The onset of the COVID-19 and the crisis which has followed turned a defeat for the capitalists into a catastrophe. Now it appears that the attempts to consolidate the military behind Bolsonaro provoked the tops of the armed forces, who have been critical of his handling of the pandemic. Neither the capitalist class nor apparently many top layers of the armed forces want or need a return to military rule, at this stage.
It was not an accident that these events have taken place following the acquittal of Lula, the former PT president, of all corruption charges which allows him to run again for the Presidency in 2022.
A highly polarized situation is gripping Brazilian society.

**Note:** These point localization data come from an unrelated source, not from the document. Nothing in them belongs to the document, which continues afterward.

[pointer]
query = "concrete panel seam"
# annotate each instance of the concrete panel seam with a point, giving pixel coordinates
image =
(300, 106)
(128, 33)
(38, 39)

It is uncertain how events in the short term will unfold or what base of support Bolsonaro enjoys amongst other layers of the armed forces where divisions exist. It is not excluded Bolsonaro may attempt to further militarise the situation and concentrate more repressive powers into his hands. It is uncertain if he has the support to enable him to do so. Such attempts will undoubtedly lead to big social upheavals and a deeper crisis. On the other hand, it cannot be excluded that the ruling class may take other steps to remove Bolsonaro.
Should Lula run for the presidency against Bolsonaro, a massive polarization in society would undoubtedly take place. Lula and the PT long ago moved to the right and do not pose a threat to capitalism. Sections of the ruling class may even opt to allow Lula to return to power as a means of checking and holding the masses in check and try to stabilise the situation.
The crucial question facing the working class is preparing for a struggle against Bolsonaro and any attempts at a military or semi-military regime being imposed. There is also an urgent need to prepare to build a socialist alternative to a future Lula government that does not have a programme to break with capitalism. There is a debate in the left opposition party, PSOL (Socialism and Liberty Party), over what position it should adopt in such circumstances. Some PSOL members argue that the party should not present a candidate. We believe this would be a mistake. PSOL, in this situation, should enter into the struggle and present its own candidate in the first round of the election. The party made big electoral gains in the municipal elections in 2020, gaining over two million votes, and has a base to build on.
In a second-round battle between Bolsonaro and Lula a vote against Bolsonaro, and building a socialist campaign to prepare for future struggles, will be necessary.